MAKASSAR, UNHAS.TV - Dua pekan setelah banjir besar melanda sejumlah wilayah di Sumatra, proses pemulihan masih menghadapi banyak kendala, terutama bagi warga penyandang disabilitas.
Keterbatasan akses terhadap listrik, air bersih, pangan, serta layanan kesehatan membuat kelompok ini berada dalam kondisi yang sangat rentan.
Kepala Pusat Disabilitas Universitas Hasanuddin, Dr. Ishak Salim, mengungkapkan bahwa kondisi di lapangan menunjukkan kebutuhan mendesak akan penanganan yang lebih inklusif.
“Warga disabilitas terdampak banjir menghadapi tantangan berlapis. Bukan hanya kehilangan tempat tinggal, tetapi juga keterbatasan akses bantuan yang sesuai dengan kebutuhan mereka,” ujarnya, Selasa.
Berdasarkan pendataan Tim Relawan Kemanusiaan Pusat Disabilitas Unhas, terdapat 104 warga disabilitas terdampak banjir di Kabupaten Pidie Jaya, Aceh. Dari jumlah tersebut, 39 orang mengalami kerusakan rumah, dengan enam rumah dilaporkan rusak berat dan tidak layak huni.
Ragam disabilitas yang terdata meliputi disabilitas fisik, netra, Tuli, dan autistik, yang masing-masing memerlukan dukungan spesifik, mulai dari hunian ramah disabilitas hingga pendampingan psikososial.
.webp)
Sebaran korban terbanyak tercatat di Kecamatan Meurah Dua dengan 29 orang, disusul Meureudu 23 orang, Jangka Buya 16 orang, Bandar Dua 12 orang, dan Ulim 9 orang.
Data ini menunjukkan bahwa hampir 37,5 persen warga disabilitas yang terdata terdampak langsung oleh banjir, sementara sekitar 5,8 persen mengalami kerusakan rumah berat.
Dr. Ishak menambahkan, Pusat Disabilitas Unhas berkomitmen menyalurkan bantuan yang sesuai dengan kebutuhan warga disabilitas, termasuk paket pangan, alat bantu mobilitas, serta dukungan psikososial.

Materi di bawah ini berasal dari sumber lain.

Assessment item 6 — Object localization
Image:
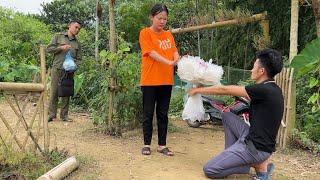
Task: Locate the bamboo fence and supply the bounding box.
[0,46,49,153]
[275,68,294,149]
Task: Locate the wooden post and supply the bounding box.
[0,82,44,92]
[285,0,299,147]
[108,0,117,130]
[260,19,270,49]
[40,45,49,152]
[94,0,100,62]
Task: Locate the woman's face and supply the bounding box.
[251,59,265,81]
[150,11,168,31]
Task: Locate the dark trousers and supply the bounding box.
[49,68,70,119]
[203,112,271,178]
[141,85,172,146]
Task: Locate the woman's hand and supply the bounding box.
[188,88,198,96]
[168,59,180,66]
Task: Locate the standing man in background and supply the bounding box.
[47,21,81,122]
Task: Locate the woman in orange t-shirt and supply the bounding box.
[139,4,180,156]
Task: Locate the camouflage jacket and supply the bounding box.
[46,32,81,69]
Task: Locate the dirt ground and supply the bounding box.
[0,103,320,180]
[50,114,320,180]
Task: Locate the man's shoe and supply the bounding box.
[252,163,275,180]
[62,118,73,122]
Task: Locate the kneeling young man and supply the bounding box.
[188,49,283,180]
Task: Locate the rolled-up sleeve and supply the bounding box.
[46,35,62,54]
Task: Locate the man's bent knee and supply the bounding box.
[203,164,221,178]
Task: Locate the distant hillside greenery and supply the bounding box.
[0,0,320,143]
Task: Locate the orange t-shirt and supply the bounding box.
[139,28,177,86]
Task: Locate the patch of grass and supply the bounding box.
[0,144,66,179]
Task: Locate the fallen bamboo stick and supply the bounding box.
[38,156,79,180]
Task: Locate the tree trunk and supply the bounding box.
[94,0,100,62]
[312,0,320,37]
[108,0,117,131]
[289,0,299,62]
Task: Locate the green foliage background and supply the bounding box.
[0,0,319,142]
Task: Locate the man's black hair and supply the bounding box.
[256,49,283,78]
[150,4,169,16]
[68,20,82,26]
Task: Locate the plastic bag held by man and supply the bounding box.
[177,56,223,122]
[62,50,77,72]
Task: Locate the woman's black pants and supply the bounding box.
[141,85,172,146]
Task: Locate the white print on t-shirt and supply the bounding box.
[158,38,171,50]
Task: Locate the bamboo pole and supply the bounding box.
[108,0,117,131]
[40,45,49,152]
[8,93,30,146]
[283,68,296,148]
[0,112,23,150]
[38,156,79,180]
[0,82,44,92]
[170,12,267,34]
[7,96,43,154]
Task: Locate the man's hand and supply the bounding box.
[168,59,180,66]
[188,88,198,96]
[60,44,71,52]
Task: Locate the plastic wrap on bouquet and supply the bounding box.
[177,56,223,85]
[182,94,205,122]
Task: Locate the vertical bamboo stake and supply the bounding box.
[108,0,117,130]
[94,0,100,62]
[260,17,270,49]
[39,45,49,152]
[284,68,296,148]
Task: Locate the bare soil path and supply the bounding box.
[0,102,320,180]
[50,114,320,180]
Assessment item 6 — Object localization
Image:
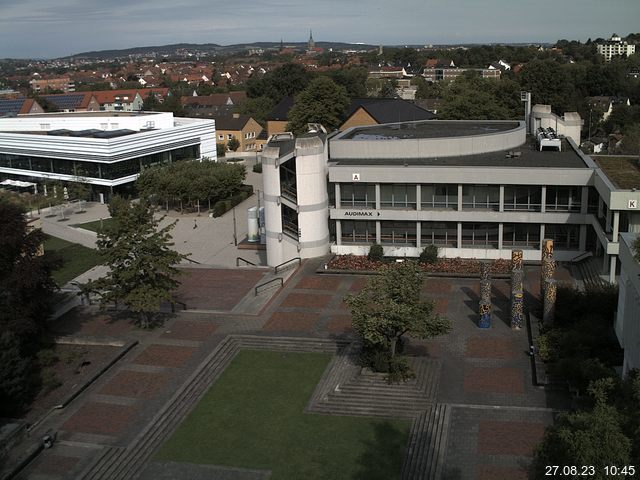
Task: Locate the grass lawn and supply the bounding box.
[73,218,113,233]
[156,350,411,480]
[44,237,100,286]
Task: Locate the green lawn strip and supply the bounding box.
[157,350,411,480]
[72,218,113,233]
[44,237,100,286]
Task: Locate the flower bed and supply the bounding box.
[327,255,511,275]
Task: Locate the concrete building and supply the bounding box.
[263,106,640,282]
[596,33,636,62]
[614,233,640,375]
[0,112,216,194]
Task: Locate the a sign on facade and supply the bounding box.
[344,210,380,217]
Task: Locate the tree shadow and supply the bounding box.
[460,287,480,327]
[351,421,409,480]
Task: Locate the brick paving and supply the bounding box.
[133,345,195,367]
[264,312,319,333]
[478,422,544,457]
[98,370,171,399]
[62,402,138,436]
[176,268,266,311]
[162,320,218,341]
[464,367,524,394]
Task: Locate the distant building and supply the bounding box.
[596,33,636,62]
[339,98,435,130]
[215,113,262,153]
[422,67,502,82]
[0,98,44,117]
[29,77,76,93]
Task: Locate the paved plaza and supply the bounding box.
[7,260,564,480]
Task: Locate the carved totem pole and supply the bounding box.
[511,250,524,330]
[478,263,491,328]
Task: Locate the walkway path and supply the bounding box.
[11,260,564,480]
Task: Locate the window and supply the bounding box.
[544,224,580,250]
[380,183,416,210]
[504,185,542,212]
[341,220,376,245]
[545,187,582,212]
[502,223,540,249]
[462,185,500,211]
[462,223,498,248]
[340,183,376,208]
[380,221,416,246]
[420,222,458,247]
[420,184,458,210]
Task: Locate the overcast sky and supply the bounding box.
[0,0,640,58]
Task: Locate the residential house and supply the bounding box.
[40,92,100,112]
[596,33,636,62]
[0,98,44,117]
[180,92,247,117]
[29,77,75,93]
[215,113,262,153]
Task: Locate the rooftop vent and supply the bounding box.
[536,127,562,152]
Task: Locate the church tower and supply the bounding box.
[307,30,316,50]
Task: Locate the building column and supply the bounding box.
[580,187,589,215]
[612,210,620,243]
[578,225,587,252]
[609,255,618,285]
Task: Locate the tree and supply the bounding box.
[0,197,57,347]
[287,77,349,134]
[345,261,451,359]
[82,197,187,328]
[227,137,240,152]
[535,378,631,480]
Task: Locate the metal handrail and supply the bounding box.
[236,257,257,267]
[274,257,302,273]
[253,277,284,296]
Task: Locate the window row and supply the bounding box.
[340,183,598,212]
[340,220,580,250]
[0,145,200,180]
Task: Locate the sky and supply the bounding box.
[0,0,640,58]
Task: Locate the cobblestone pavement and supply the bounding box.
[12,260,564,480]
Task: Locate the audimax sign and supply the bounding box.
[344,210,380,217]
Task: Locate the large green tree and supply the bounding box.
[83,197,187,328]
[287,77,349,134]
[345,261,451,359]
[535,378,632,480]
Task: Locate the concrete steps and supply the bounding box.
[401,403,451,480]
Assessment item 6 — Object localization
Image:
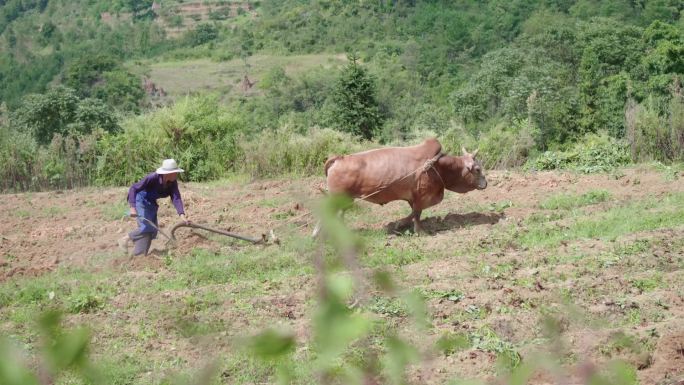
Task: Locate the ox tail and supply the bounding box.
[325,155,342,176]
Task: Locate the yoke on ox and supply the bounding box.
[314,138,487,236]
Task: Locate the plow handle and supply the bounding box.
[171,222,266,245]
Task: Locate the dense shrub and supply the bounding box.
[526,133,630,173]
[97,97,246,185]
[239,128,372,177]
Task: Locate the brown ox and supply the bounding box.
[325,139,487,233]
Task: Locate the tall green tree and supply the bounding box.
[10,86,118,144]
[331,55,384,139]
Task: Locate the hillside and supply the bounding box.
[0,167,684,384]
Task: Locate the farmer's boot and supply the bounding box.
[132,233,153,256]
[116,235,131,254]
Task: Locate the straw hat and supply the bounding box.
[157,159,183,174]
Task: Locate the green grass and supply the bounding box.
[517,193,684,247]
[145,54,346,100]
[539,190,611,210]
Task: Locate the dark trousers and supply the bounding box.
[128,229,154,256]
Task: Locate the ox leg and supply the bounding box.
[411,209,425,234]
[311,210,346,238]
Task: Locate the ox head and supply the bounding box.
[461,147,487,190]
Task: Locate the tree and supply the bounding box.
[10,86,118,144]
[188,24,218,47]
[332,55,384,139]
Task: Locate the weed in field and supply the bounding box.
[42,206,68,218]
[100,200,128,221]
[539,190,611,210]
[12,209,31,219]
[630,273,663,293]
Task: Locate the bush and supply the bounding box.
[526,133,630,173]
[240,128,369,177]
[626,90,684,162]
[97,96,246,185]
[441,120,536,169]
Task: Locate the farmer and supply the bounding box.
[119,159,189,256]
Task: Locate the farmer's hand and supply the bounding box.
[180,214,191,224]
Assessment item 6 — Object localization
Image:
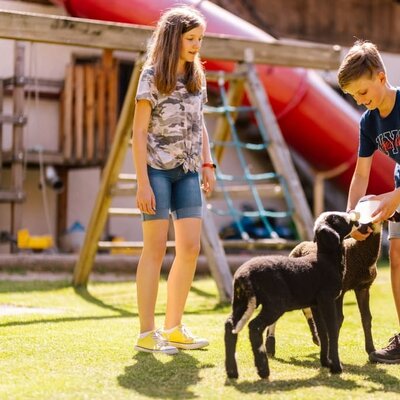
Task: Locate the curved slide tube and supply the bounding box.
[52,0,394,194]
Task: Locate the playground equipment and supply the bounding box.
[52,0,394,194]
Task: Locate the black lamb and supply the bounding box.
[266,223,382,356]
[225,212,359,378]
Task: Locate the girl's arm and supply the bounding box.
[132,100,156,214]
[201,121,215,193]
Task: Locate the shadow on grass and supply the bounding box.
[117,351,214,399]
[74,286,133,317]
[226,354,400,394]
[0,279,71,293]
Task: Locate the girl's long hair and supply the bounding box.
[144,6,206,94]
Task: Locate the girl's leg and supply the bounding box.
[136,219,169,333]
[164,218,201,330]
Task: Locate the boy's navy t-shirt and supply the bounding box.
[358,89,400,188]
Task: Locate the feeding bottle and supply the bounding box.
[354,195,400,224]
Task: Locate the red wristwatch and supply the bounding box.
[202,163,217,169]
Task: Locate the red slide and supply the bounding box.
[52,0,394,194]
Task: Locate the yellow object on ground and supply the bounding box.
[17,229,54,250]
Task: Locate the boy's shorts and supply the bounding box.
[142,165,202,221]
[388,164,400,239]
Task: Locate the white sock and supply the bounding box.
[139,330,154,339]
[163,325,179,333]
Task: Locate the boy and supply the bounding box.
[338,41,400,364]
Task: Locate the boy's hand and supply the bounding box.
[371,190,400,222]
[350,224,374,241]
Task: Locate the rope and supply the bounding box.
[209,69,293,240]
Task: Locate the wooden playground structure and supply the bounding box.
[0,11,340,300]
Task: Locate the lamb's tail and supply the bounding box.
[232,278,257,334]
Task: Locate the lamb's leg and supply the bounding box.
[311,307,331,368]
[318,295,343,374]
[335,292,344,332]
[265,322,276,357]
[249,308,282,378]
[225,316,239,379]
[354,288,375,354]
[302,308,319,346]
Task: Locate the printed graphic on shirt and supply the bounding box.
[376,129,400,156]
[136,68,207,172]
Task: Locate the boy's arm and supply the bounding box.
[346,156,372,211]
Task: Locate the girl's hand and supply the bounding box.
[136,184,156,215]
[201,167,216,194]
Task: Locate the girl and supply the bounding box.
[133,7,215,354]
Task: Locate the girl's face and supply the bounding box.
[344,72,386,110]
[179,26,204,66]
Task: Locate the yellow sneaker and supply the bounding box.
[135,330,178,354]
[162,325,209,350]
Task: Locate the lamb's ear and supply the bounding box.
[315,225,340,251]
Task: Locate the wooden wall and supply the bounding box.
[212,0,400,53]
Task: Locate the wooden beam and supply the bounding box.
[0,11,340,69]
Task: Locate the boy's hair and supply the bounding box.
[338,40,386,89]
[144,6,206,94]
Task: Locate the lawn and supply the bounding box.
[0,267,400,400]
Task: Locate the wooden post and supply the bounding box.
[96,66,106,161]
[243,64,313,240]
[212,77,244,162]
[74,65,85,161]
[201,200,232,302]
[11,41,25,252]
[84,65,95,162]
[73,58,141,286]
[61,65,74,161]
[0,79,4,188]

“Kami mengajak masyarakat, khususnya di Sulawesi, untuk terlibat melalui donasi, dukungan logistik, maupun menjadi relawan. Solidaritas yang inklusif sangat dibutuhkan agar tidak ada yang tertinggal dalam proses pemulihan pascabencana,” katanya.
Menurut Dr. Ishak Salim, angka-angka tersebut tidak boleh dipahami sebatas laporan administratif atau tabel pendataan. Di balik setiap data, ada individu dengan keterbatasan mobilitas, sensorik, maupun psikososial yang menghadapi hambatan berlipat saat bencana terjadi.
“Bagi warga disabilitas, banjir bukan hanya soal air yang masuk ke rumah, tetapi juga hilangnya akses terhadap alat bantu, obat-obatan rutin, layanan kesehatan, serta pendamping yang selama ini menopang kehidupan mereka,” ujarnya.
Ia menekankan bahwa dalam situasi darurat, keterlambatan atau ketidaktepatan bantuan dapat berakibat fatal bagi penyandang disabilitas. Tanpa hunian yang aman dan ramah disabilitas, risiko cedera lanjutan, gangguan kesehatan mental, hingga marginalisasi sosial semakin besar.
Karena itu, menurutnya, respons kemanusiaan harus dirancang secara inklusif sejak awal, dengan mempertimbangkan kebutuhan spesifik tiap ragam disabilitas.
“Sumatra masih membutuhkan uluran tangan kita,” kata Kepala Pusat Disabilitas Universitas Hasanuddin itu. Ia menegaskan, bantuan yang tepat sasaran—baik berupa pangan, alat bantu mobilitas, maupun dukungan psikososial—akan sangat menentukan keselamatan dan keberlanjutan hidup warga disabilitas pascabencana.
“Solidaritas inklusif adalah kunci agar proses pemulihan benar-benar adil dan tidak meninggalkan siapa pun,” tutup Dr. Ishak Salim.